METHODS: 340 consecutive patients with AS and preserved LV ejection fraction were included; 16% were on ARBs and 34% on ACEIs, 50% had no RAS medication (23% with hypertension (HTN group) and 27% without HTN (Ctrl group)).AS progression rate was evaluated by annualized peak aortic jet velocity (Vpeak).

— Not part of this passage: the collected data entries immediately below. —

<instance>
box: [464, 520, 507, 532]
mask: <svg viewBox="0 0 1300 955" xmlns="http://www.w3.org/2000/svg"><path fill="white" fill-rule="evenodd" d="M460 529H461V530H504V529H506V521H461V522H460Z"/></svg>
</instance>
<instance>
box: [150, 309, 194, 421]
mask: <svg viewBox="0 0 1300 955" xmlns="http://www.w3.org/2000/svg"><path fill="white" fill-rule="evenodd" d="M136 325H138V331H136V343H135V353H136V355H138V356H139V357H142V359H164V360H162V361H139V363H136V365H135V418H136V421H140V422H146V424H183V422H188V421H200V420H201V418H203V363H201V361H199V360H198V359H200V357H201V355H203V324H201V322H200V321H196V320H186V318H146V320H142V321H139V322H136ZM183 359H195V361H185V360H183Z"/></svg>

RESULTS: Patients with RAS inhibitors were older (p=0.0009) and had higher prevalence of coronary artery disease (CAD) (p<0.0001), hyperlipidemia (p<0.0001) and diabetes (p<0.0001). Baseline AS severity was similar in all 4 groups (mean Vpeak: 2.9±0.5 m/s). When compared to Ctrl group, HTN group had faster (p=0.006) AS progression (Figure). ARBs group tended (p=0.1) to have slower progression when compared to Ctrl group. After adjustment for propensity score (PS) representing the probability of having a RAS inhibitor, ARBs (p=0.003) but not ACEIs were significantly associated with reduced progression rate of AS. On multivariable analysis including age, gender, diabetes, CAD, systolic blood pressure, Vpeak, and PS, ARBs treatment (p=0.006) was independently associated with reduced progression. All-cause mortality (mean follow-up time: 3.9±2.1yrs) was also significantly (p=0.005) higher in HTN (17%) or ACEIs (26%) groups compared to Ctrl (9%) or ARBs (8%) groups.

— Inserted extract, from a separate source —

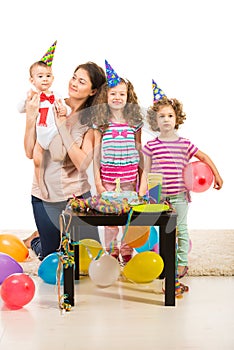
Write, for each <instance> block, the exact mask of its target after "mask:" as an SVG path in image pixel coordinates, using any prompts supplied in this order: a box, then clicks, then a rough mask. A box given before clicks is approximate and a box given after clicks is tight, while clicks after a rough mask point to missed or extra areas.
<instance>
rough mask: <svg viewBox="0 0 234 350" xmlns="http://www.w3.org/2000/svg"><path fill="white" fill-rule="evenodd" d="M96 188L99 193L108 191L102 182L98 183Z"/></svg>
mask: <svg viewBox="0 0 234 350" xmlns="http://www.w3.org/2000/svg"><path fill="white" fill-rule="evenodd" d="M96 190H97V194H101V193H102V192H105V191H106V189H105V187H104V186H102V183H99V184H96Z"/></svg>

CONCLUSION: Systemic hypertension was associated with faster stenosis progression and increased mortality in patients with AS. ARBs but not ACEIs abolished these negative effects. These results could be explained by the fact that ARBs provide more complete blockade of inflammatory and fibro-calcific processes.
- © 2011 by American Heart Association, Inc.